The same black box challenge is essential for scholars. If we cannot understand what an algorithm does, to what degree should we trust that it leads to correct or meaningful results? This can be partly addressed through engaging in computational thinking to help decipher algorithms. However, we often rely on tools and libraries developed by others. These can be black boxes in our analysis. We use a tool that takes an input, does some processing based on the input and produces an output. We may trust previous research that they were correct but might not check these ideally. It may even remain unclear to us how the output is produced and what kinds of threads to validity and reliability it presents. We cannot trust only computational thinking in these cases. The code used in libraries or tools might be extensive in length or not available for our inspection, or we might not be able to access the data. There are examples that show that issues in not understanding the algorithms or their limitations or observing mistakes have led to requests to redact published papers. Eklund et al. (2016) suggest that for over 20 years, tools used for statistical analysis of brain scans used tests that were too conservative. They argue that this might have led to the wrong interpretation of several of the 40,000 published papers and suggest that the results are incorrect. In scholarly discussion, the total scale and implications of the conservative statistical test were debated for the selected papers. Similarly, Hoffman et al. (2017) showed how a politeness analysis tool was moved outside of its original context, leading to mistakes. The reason might not be directly an algorithmic black box or lack of transparency of the analysis code. Rather, there was a lack of clarity on the context of the algorithm, and this led to mistakes in its use.
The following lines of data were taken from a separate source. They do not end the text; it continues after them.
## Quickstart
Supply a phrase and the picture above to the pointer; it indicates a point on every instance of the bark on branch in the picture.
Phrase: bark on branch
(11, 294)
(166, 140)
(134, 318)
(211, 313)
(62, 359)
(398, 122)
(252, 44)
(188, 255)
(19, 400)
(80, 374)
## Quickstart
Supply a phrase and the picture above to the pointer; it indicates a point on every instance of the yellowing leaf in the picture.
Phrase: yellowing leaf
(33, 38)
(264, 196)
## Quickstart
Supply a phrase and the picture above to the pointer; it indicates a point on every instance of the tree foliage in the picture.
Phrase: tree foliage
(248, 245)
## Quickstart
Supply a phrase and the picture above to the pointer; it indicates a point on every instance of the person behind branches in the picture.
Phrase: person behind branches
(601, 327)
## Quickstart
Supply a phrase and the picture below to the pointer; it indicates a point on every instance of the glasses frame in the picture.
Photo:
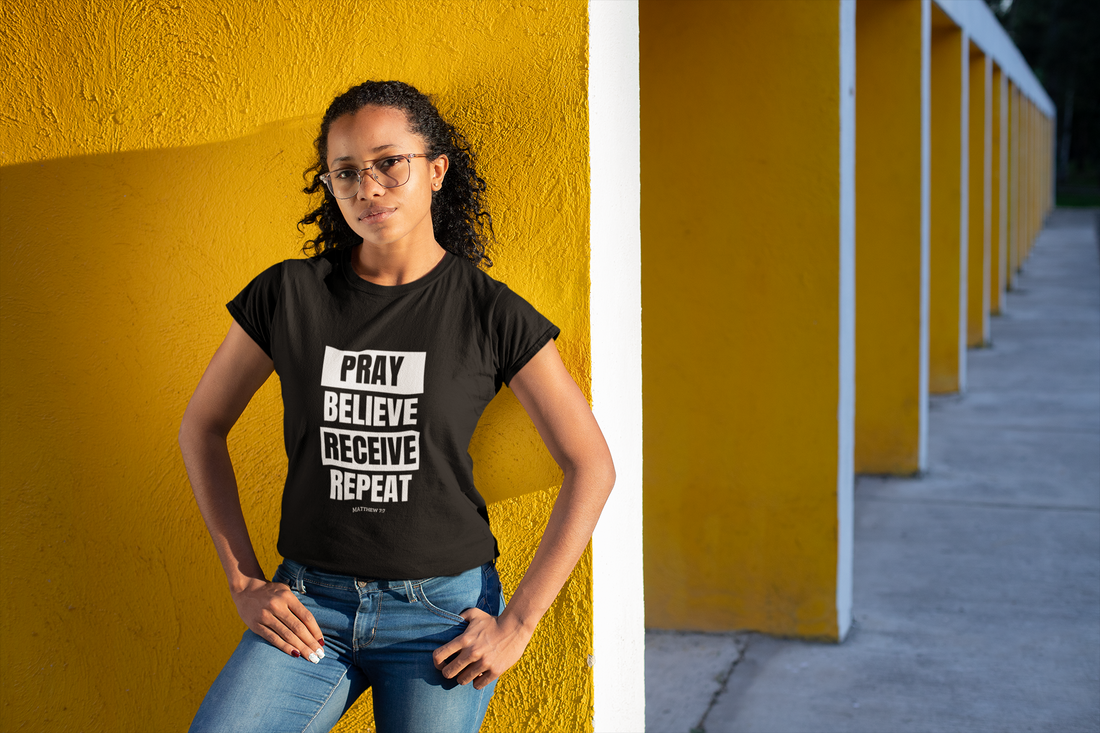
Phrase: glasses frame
(327, 176)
Beyond these types of mistakes, additional challenges emerge as many tools or libraries are not only tied into the specific algorithm. Rather, the outcomes may be determined by data used during the development of the tools or libraries as well as the pre-processing stages done for the data. Even if we could examine the code and validate that the code implementation correctly followed the algorithmsâ ideas and its statistic libraries, we cannot be automatically ensured that data used to fuel these algorithms are correct or conceptually valid. This is clearly visible in the algorithmic data analysis. As we already discussed above, context matters for these cases. For example, classification of the politeness or party affiliation from text can fail because of differences in the learning data (Yu et al., 2008; Hoffman et al., 2017). This is because machine learning models focus on predicting cases - not explaining them (Wallach, 2018). However, algorithmic data analysis is not the only method that could be impacted through these cases. If simulation models' parameter estimations are based on others' work, it could be a black box. If visualisation in a network uses advanced libraries, those libraries are often in practice black boxes for their users.
However, these comments should not be seen as criticising the use of external libraries or tools in the analysis. It is impractical not to use them, even when they add some opaqueness to the process. Rather, acknowledging these factors and cultivating skills to understand potential treats to validity are the main aims of this section. We discuss later approaches to mitigate these challenges.